那声音轻得像情人的呢喃,却带着能将人骨头都冻裂的寒意。
“我要郭玉春这个牌子,从神坛跌进粪坑。我要郭漫这个人,身败名裂,永不翻身。”
郭漫并不知道三百公里外那间摩天大楼的顶层,有一场针对她的、淬满了剧毒的阴谋正在悄然织网。
飞云航运的反水和舆论逆转,为她和霍启山争取到了宝贵的喘息之机。
正威农科的资金和法务团队已经全面接管,横山县的农业基地项目,在经历了一场惊心动魄的围剿后,终于步上了正轨。
这几天,郭漫几乎是连轴转。
她一边要盯着横山那边的进展,确保第一批改良物资能顺利空运到位;另一边,酒厂的新一批“郭玉小雅”青梅酒即将上市,从酒体勾调的最终确认,到包装设计的细节微调,再到和沈辞敲定第一波的营销方案,每一项都耗费心神。
直到周五傍晚,沈辞带着一身疲惫,将最终版的宣传海报设计稿放在她桌上时,郭漫才终于有了一丝即将打赢一场硬仗的松弛感。
“姐,成了。”沈辞一屁股陷进沙发里,整个人都快瘫了,但眼睛里却闪烁着亢奋的光,“我跑了三个城市,见了七拨人,终于把我们青梅酒的首发渠道给谈下来了!‘知味轩’,全国最大的高端生鲜连锁,同意给我们最好的橱窗推荐位!”
郭漫揉了揉发胀的太阳穴,脸上露出由衷的笑意。
这确实是个好消息。
“辛苦了。”她起身,从一旁的恒温柜里取出一小瓶尚未贴标的桂花酒,倒了两杯,将其中一杯递给沈辞,“犒劳功臣的。”

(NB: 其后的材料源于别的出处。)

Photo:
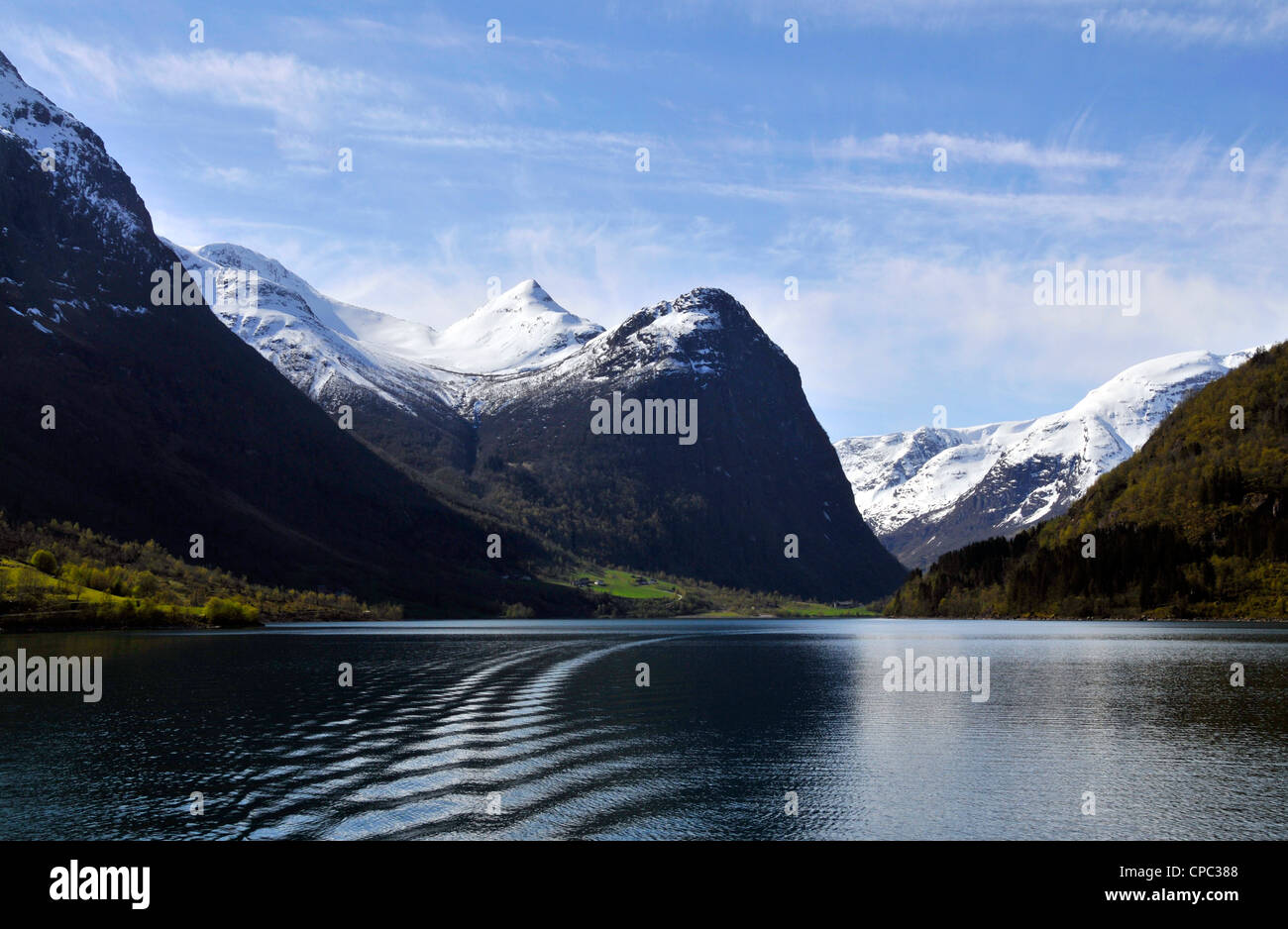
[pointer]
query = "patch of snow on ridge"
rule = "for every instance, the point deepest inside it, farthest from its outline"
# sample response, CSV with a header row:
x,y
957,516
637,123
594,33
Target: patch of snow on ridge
x,y
519,330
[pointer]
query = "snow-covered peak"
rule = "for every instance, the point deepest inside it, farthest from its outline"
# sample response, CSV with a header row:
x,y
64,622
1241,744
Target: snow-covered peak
x,y
518,330
73,157
291,293
1038,465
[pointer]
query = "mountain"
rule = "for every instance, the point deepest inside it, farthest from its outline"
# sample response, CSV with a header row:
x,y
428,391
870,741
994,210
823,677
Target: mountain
x,y
1194,524
931,490
511,387
166,425
759,465
522,328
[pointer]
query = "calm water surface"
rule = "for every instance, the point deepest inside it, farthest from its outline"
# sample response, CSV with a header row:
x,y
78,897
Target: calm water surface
x,y
544,719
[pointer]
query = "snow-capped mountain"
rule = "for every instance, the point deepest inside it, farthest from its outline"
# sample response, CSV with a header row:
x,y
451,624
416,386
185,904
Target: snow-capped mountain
x,y
931,490
162,424
496,409
519,330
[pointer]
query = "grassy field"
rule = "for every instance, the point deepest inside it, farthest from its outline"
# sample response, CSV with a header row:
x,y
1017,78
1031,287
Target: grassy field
x,y
622,584
704,600
14,574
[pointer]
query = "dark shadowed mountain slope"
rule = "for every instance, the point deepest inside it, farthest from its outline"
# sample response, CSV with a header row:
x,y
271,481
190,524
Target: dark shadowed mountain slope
x,y
519,374
1196,524
758,469
165,424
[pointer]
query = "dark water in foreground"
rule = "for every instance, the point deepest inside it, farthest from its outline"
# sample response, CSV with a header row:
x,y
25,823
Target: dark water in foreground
x,y
546,715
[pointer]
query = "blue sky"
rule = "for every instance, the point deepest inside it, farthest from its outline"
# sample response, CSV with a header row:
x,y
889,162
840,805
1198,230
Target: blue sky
x,y
767,159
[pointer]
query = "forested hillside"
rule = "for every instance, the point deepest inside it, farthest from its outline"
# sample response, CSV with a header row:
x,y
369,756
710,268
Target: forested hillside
x,y
1196,524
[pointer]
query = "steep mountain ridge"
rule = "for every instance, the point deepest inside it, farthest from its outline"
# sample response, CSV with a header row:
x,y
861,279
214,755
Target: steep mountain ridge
x,y
935,489
1194,524
154,421
520,374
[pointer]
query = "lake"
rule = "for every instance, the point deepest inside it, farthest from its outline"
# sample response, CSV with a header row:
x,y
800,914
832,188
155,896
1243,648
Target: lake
x,y
535,728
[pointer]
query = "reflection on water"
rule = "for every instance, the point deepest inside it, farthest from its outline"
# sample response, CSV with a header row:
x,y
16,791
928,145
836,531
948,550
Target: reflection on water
x,y
542,722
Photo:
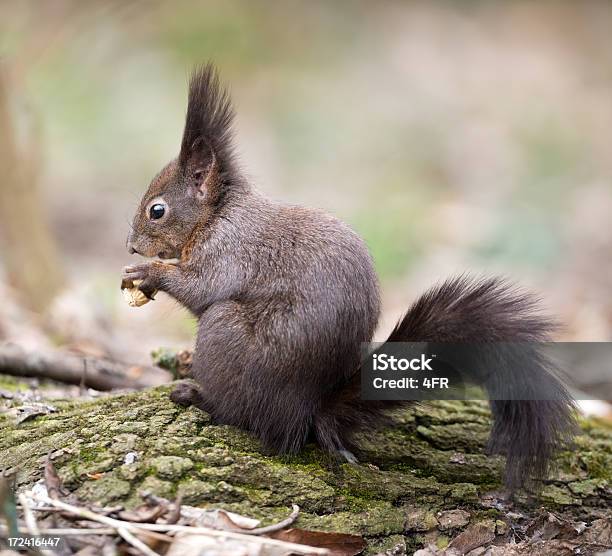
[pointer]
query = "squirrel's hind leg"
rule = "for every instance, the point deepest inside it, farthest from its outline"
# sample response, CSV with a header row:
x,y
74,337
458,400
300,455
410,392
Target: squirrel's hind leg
x,y
187,393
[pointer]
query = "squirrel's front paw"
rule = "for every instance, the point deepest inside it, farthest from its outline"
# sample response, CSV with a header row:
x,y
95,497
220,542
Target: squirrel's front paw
x,y
148,274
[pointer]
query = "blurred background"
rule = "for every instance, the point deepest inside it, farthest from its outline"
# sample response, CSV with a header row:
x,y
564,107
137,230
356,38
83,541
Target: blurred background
x,y
454,136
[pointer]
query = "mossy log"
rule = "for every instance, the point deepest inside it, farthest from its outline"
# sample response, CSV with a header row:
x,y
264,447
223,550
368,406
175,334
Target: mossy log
x,y
420,481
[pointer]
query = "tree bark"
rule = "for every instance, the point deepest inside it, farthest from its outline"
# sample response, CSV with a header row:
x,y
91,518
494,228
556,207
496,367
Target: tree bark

琥珀色的酒液在玻璃杯中微微晃荡,清甜的桂香瞬间溢满了整个办公室。
沈辞接过酒杯,却没有立刻喝,而是举起来对着灯光晃了晃,像是在欣赏一件艺术品:“还是姐你的酒解乏。说真的,冯瀚那孙子这几天怎么没动静了?按他的疯狗性格,不应该啊。我总觉得心里不踏实。”
郭漫抿了一口酒,温润的酒液滑过喉咙,抚平了些许连日来的焦躁。
“他不是没动静,他是在找我们的七寸。”郭,她的眼神平静而深邃,“商业上的围堵,我们靠着霍启山的实力和你的奇招,算是暂时破局了。但他那种人,绝不会善罢甘休。下一次出手,一定会更狠,更毒,更……意想不到。”
话音刚落,郭漫的私人手机突兀地震动起来。
屏幕上跳动着一个陌生的本地号码。
她按下接听键,开了免提。
“是……是郭漫女士吗?”电话那头是一个有些苍老、带着几分怯懦的女声。
“我是,请问您是?”
“我……我是你三婶婆啊,阿漫。”那声音顿了顿,似乎在组织语言,“那个,你……你看到网上的新闻了吗?”
郭漫的心猛地一沉。
“什么新闻?”
“哎哟,你快去看看吧!不知是哪个天杀的,把你爷爷当年那件事给翻出来了!还说得有鼻子有眼的,说……说我们郭家是靠着害人才发的家,说你的秘方来路不正……现在族里的微信群都炸了锅了!你大伯公气得差点犯了心脏病!”
三婶婆的声音带着哭腔,后面的话已经语无伦次。
郭漫挂了电话,手指因为用力而微微发白。
爷爷那件事……
那不是一桩旧闻,而是一道郭家几代人都不愿去触碰的、血淋淋的伤疤。
沈辞见她脸色不对,立刻掏出手机,点开热搜榜。
只看了一眼,他的脸色“唰”地一下就白了。
一条刺眼的词条,正以火箭般的速度向上攀升,后面跟着一个猩红的“爆”字——
#百年酒业世家惊天黑幕:创始人疑为窃方杀友#
郭漫拿过沈辞的手机,点开词条。
铺天盖地涌来的,是一篇来自某知名深度调查自媒体“冷眼”的长文,标题耸动而恶毒——《郭玉春的酒,浸透了谁的血与泪?
》。
执笔人,蔡京。
郭漫对这个名字有印象,业内有名的“扒粪先锋”,据说只要给够钱,没什么黑料是他挖不出来的。
文章以一种看似客观、实则处处充满恶意引导的笔触,将一段尘封了近六十年的往事,重新刨了出来。
故事的主角,是郭漫的爷爷郭立春,和他的挚友,一个名叫“文叔”的酿酒师。
文章里写道,当年郭家还只是个小酒坊,真正掌握核心酿造技艺的,其实是那位文叔。
后来,一场离奇的大火,文叔葬身火海,他那本记录着毕生心血的酿酒手记也不翼而飞。
而那之后不久,郭立春便靠着一款口感惊艳的“迎春酿”,也就是郭玉春酒的前身,发家致富。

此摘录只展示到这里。